For each $i$, let $w_i$ be the word labelling a shortest path from $v_0$ to $v_i$. Then Gravity wins if $$ \limsup_{i \to \infty} |w_i| = \infty $$ and **Rocket** wins otherwise. I.e., if $$ \limsup_{i \to \infty} |w_i| < \infty $$ So, **Gravity** is trying to pull our hero away to infinity, while **Rocket** must struggle nobly till the end of time to stay within some bounded neighborhood of the origin.
The question then is, for a given $\Gamma$, what is the least $k$ such that Rocket has a winning strategy for the game $E_{\Gamma, k}$. Since $\Gamma$ is the Cayley graph of a finitely presented group, we have a weak upper bound (assuming every generator appears in some relator). Namely $\max_{r \in R} |r| - 1$, where $R$ again is our collection of relators. If **Rocket** has this many moves, then their winning strategy is simply to complete some relator containing the generator just chosen by **Gravity**.
It seems clear that in some cases this must be a lower bound as well. For example, consider the genus 2 surface group $\langle a, b, c, d \mid [a, b][c, d]\rangle$, shown above. If Rocket is given only 6 moves per turn, it seems clear that Gravity can succeed in pushing us out to boundary.
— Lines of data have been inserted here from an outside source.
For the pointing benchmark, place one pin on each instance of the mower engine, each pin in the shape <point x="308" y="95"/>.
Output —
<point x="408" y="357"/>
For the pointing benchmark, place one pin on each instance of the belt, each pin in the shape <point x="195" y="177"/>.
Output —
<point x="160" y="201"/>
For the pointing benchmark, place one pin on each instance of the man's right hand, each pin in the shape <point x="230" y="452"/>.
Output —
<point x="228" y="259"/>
In fact this is the case, and we can say something more general: Take any group $G = \langle a_1, \dots, a_m | R \rangle$ with corresponding Cayley graph $\Gamma$, and let’s assume that $R$ is symmetrized (closed under inverses and cyclic permutations) for convenience. If $G$ is $C’(1/6)$ and for any $a_i$ there is an $a_j$ such that $a_i a_j$ does not appear as a subword of any relator in $R$, then Rocket requires at least $\max_{r \in R} |r| - 1$ moves per turn to have a winning strategy. Using the same proof, we can say something more general than this, but it is a bit complicated to state, so I won’t mention it for now.
So let’s prove this. We’ll give Rocket $\ell := \max_{r \in R} |r| - 2$ moves per turn, and construct a winning strategy for **Gravity**.
To prove this we’ll use, as with all facts about small cancellation groups, Greendlinger’s lemma.
The logic proof is to exhibit a strategy for Gravity such that
If it’s Gravity‘s turn and a geodesic segment corresponding to the current position is $w$, then Gravity can choose a generator $a$ such that $wa$ is still geodesic. In other words, Gravity can increase the distance from the origin by 1 on each turn.
If it’s Rocket‘s turn and a geodesic segment corresponding position is $w$, then for any $s$ of length at most $\ell$ (not backtracking on $w$) the length of the shortest word equal to $w\ell$ (which I’ll denote $|w\ell|$ is at least $|w|$. That is, Rocket can never decrease the distance to the origin.
It then follows that the $w_i$ are getting monotonically longer, so the strategy succeeds.
I’ll follow up this post eventually with proofs and pictures.